The CDC began a national syphilis elimination program in the late 1990s, targeted at African-American heterosexuals, especially women and their babies. As a result, the condition was nearly eradicated as an ongoing health problem in the United States.
But in the last two years, the trend has reversed, said Dr. John Douglas, director of the CDC’s Division of STD Prevention.
“The success we’ve been experiencing for a number of years in African-American heterosexual populations, particularly women, is beginning to be eroded,” he said.
Syphilis resurfaced as a danger in 2001, and cases went up by 15.2 percent between 2006 and 2007, the CDC said.
Reported cases of chlamydia and gonorrhea together surpassed 1.4 million in 2007, the report said. Both of these conditions can cause infertility when left untreated. The CDC will address HIV rates in the United States in a later report.
The rise happens to coincide with the growth of federally funded, abstinence-only programs which claim to promote abstinence by denying teen-agers access to information about disease and pregnancy prevention. Instead, these programs result in unsafe sex and an increased risk of pregnancy and abortion.
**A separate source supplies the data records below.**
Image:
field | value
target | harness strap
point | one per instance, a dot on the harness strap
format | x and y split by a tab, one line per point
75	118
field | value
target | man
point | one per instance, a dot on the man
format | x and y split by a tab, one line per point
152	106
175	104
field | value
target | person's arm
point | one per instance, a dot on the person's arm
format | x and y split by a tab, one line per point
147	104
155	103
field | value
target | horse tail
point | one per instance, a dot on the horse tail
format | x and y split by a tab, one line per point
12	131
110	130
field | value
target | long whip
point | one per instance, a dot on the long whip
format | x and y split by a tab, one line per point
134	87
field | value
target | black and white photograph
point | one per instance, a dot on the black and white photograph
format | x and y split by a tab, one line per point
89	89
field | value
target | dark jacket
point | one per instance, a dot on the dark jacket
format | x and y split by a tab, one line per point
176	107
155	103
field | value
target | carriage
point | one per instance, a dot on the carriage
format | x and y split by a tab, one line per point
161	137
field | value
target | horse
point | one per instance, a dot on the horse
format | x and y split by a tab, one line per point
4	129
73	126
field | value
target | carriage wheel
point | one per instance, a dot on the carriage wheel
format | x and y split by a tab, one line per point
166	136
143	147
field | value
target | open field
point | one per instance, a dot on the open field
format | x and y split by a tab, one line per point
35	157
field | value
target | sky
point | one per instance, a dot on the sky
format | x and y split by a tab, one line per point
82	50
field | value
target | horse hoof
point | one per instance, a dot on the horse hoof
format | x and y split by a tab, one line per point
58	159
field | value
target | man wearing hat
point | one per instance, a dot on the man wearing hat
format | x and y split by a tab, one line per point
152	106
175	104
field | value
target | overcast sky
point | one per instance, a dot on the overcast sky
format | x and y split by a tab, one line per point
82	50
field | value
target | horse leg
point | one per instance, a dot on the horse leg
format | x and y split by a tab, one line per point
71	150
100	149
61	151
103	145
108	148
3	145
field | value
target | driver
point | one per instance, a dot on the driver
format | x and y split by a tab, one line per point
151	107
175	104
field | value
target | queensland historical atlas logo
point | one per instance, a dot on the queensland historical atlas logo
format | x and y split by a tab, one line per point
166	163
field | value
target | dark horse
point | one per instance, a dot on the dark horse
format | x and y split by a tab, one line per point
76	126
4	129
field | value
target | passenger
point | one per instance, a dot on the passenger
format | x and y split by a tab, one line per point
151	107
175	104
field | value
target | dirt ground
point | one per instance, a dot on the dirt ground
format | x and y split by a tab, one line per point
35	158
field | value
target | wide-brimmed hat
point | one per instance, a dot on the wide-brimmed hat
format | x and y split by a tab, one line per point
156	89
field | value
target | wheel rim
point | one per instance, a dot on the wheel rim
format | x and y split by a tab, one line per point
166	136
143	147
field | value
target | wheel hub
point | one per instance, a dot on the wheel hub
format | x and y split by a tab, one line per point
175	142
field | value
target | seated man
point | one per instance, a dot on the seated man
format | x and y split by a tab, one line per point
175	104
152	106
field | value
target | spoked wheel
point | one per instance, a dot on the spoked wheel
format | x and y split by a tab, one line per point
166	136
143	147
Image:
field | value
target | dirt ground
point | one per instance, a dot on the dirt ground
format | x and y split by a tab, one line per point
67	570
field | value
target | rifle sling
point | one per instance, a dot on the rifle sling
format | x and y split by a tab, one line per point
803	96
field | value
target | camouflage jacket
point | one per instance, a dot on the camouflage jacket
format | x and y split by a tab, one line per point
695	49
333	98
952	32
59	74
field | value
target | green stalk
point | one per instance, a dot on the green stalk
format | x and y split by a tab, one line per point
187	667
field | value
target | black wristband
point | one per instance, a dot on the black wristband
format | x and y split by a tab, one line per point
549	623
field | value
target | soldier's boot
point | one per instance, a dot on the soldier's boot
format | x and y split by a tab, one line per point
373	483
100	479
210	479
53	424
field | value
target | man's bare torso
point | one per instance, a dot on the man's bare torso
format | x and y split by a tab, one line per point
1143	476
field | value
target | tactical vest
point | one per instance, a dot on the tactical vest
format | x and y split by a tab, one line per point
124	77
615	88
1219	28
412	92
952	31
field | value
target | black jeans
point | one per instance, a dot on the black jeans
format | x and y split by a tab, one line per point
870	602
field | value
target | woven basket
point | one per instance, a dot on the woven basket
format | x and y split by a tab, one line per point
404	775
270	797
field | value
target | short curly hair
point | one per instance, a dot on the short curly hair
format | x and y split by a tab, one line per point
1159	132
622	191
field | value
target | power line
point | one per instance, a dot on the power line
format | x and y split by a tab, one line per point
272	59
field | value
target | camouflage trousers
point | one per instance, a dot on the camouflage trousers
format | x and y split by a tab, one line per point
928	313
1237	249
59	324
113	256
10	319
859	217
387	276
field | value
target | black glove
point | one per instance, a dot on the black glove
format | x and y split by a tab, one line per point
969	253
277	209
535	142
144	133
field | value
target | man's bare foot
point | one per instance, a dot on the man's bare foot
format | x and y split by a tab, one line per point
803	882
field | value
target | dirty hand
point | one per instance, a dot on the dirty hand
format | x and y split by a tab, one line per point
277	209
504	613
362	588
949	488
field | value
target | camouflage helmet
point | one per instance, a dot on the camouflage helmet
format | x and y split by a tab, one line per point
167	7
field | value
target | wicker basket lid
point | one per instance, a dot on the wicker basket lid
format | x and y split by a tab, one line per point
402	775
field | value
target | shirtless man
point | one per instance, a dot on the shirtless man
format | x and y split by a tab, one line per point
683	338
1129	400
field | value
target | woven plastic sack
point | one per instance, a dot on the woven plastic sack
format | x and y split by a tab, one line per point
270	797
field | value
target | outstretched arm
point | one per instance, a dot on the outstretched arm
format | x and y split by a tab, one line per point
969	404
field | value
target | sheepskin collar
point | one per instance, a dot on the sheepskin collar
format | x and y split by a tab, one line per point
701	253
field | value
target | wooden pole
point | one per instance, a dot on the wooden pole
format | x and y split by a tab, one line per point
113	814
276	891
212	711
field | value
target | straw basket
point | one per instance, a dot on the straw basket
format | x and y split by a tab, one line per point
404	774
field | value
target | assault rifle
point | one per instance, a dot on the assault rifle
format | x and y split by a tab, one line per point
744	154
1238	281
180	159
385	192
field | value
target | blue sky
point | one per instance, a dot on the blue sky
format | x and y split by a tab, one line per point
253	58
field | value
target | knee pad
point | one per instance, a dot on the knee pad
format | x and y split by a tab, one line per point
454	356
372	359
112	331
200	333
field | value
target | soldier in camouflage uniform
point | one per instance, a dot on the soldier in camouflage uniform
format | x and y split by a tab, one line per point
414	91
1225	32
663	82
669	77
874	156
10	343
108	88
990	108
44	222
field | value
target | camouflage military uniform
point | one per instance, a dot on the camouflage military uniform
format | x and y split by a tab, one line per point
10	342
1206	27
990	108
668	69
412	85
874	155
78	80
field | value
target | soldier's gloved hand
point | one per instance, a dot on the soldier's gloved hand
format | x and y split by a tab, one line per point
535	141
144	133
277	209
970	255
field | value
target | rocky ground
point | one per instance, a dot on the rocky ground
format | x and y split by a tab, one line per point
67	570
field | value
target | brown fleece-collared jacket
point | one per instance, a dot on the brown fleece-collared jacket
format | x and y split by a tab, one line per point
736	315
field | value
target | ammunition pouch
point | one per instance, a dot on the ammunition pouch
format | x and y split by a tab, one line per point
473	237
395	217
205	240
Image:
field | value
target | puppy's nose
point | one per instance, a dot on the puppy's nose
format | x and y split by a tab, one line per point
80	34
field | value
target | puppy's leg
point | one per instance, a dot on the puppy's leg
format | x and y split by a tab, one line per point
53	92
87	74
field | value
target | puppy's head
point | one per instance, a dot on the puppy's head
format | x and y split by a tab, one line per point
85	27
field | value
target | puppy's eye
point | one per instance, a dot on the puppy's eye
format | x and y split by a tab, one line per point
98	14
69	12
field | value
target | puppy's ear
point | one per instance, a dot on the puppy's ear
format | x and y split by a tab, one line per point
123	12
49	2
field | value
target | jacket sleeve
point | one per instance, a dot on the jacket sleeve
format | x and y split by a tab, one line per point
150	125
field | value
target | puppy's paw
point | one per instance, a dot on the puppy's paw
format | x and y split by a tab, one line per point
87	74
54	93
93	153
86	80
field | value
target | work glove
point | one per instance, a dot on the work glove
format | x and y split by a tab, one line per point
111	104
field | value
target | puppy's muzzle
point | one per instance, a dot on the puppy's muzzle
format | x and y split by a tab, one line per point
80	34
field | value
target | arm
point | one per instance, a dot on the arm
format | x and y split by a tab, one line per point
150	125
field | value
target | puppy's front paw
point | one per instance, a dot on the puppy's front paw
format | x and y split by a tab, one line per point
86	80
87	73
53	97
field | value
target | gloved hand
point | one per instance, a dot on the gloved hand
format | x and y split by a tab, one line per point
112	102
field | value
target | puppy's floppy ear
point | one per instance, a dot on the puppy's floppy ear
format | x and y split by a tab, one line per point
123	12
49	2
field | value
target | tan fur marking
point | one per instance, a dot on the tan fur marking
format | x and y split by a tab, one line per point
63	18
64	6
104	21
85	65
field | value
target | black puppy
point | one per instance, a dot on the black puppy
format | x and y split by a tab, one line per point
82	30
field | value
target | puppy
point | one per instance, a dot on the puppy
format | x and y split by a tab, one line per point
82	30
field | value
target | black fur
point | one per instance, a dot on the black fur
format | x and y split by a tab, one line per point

Whatever the role of abstinence-only “education,” experts say shame surrounding sexual behavior appears to be contributing to an atmosphere of silence and ignorance among youths-at-risk, parents, and doctors.
According to Dr. John Douglas, director of the CDC’s Division of STD Prevention:
If the parents assume that’s the doctor’s business, or the teacher’s business, and don’t roll up their sleeves and get in there themselves, and if our schools aren’t giving comprehensive education, and if our clergy and other community leaders who are interested in youth well-being aren’t including sexual health on the agenda, we’re going to create missed opportunities.